This sensational dish started with Mastard chef Simon Mathys’ love for cooked or grilled lettuce. For a fresh lettuce taste without the cooking, he tried pounding a mix of green and more bitter white leaves with a mortar and pestle, incorporating some sorrel, parsley, local camelina oil and a little verjus. Tomato and olive oil are a natural pairing, so he added a fat slab of organic tomato. To render the slice evenly salted, he brined it briefly, finishing it with a sprinkle of fleur de sel, then a shower of small, brightly coloured edible flowers.
Best Dish of the Year
Mastard’s La Ferme des Quatre–Temps tomato puts an herbaceous spin on the BLT with herbs, lettuce, flowers, camelina oil and smoked beef fat.

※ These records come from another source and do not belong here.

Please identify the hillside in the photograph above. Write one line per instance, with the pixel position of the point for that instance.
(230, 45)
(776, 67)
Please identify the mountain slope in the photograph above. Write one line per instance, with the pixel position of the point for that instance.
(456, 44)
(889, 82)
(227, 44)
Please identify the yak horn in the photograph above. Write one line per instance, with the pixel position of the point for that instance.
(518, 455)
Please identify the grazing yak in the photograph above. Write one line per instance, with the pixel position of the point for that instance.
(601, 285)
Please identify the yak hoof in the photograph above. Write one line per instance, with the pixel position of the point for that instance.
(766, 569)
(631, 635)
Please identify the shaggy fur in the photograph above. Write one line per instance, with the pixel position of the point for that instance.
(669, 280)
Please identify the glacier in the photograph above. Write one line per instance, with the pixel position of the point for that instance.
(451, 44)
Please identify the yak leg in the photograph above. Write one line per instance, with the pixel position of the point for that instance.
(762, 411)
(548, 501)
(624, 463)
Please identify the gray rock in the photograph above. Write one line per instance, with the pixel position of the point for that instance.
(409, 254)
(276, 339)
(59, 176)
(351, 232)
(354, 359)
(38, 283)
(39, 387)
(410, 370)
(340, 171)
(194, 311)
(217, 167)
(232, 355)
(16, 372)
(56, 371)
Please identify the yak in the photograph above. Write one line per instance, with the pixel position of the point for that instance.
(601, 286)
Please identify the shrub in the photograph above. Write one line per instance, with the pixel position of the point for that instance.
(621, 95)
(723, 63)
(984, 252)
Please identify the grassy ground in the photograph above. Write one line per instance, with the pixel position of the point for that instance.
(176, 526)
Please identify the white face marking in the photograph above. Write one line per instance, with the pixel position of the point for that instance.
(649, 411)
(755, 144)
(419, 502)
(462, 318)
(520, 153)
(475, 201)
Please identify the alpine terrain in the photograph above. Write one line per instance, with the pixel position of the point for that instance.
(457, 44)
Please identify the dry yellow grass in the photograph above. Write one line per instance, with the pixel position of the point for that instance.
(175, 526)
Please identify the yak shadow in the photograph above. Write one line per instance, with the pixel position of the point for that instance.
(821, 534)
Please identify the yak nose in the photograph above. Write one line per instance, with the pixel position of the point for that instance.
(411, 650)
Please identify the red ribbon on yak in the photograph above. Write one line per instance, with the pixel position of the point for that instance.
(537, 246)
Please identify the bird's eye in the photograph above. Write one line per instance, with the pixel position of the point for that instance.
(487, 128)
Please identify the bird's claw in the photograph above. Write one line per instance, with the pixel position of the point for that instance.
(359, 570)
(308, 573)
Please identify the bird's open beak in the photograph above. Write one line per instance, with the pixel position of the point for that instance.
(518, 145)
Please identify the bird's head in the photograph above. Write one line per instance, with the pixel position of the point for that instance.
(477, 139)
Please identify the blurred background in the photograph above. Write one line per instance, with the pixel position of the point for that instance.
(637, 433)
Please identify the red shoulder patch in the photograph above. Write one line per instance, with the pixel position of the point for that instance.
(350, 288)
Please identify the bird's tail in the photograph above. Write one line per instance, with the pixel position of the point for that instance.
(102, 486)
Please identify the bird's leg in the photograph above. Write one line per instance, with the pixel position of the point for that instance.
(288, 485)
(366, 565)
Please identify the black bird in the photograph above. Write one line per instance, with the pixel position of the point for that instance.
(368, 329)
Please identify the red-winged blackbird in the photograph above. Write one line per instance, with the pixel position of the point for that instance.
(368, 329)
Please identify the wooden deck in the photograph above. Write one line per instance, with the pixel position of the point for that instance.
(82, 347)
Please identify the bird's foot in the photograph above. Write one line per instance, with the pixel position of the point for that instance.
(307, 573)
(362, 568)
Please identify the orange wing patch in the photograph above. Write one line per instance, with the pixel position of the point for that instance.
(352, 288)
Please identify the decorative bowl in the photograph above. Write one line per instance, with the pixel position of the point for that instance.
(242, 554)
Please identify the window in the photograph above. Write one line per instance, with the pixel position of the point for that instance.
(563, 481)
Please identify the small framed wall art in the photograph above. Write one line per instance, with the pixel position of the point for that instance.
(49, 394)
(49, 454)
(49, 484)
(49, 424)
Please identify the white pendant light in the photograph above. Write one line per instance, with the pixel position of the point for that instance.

The tableside pour of hot, fragrant beef fat was inspired by a beef dish that was underway while the tomato entrée was in development. The two dishes merged, taking flight when Mathys began sourcing the already smoked beef fat from his friends at Atwater Market’s Aylwin Barbecue. “They use whole wood, so it’s better for deep flavour,” Mathys explains.
Like all of his dishes, this one is more complicated than it looks. “There’s a lot of technique going on in the kitchen,” the chef adds, but his food is “simple to eat and understand.”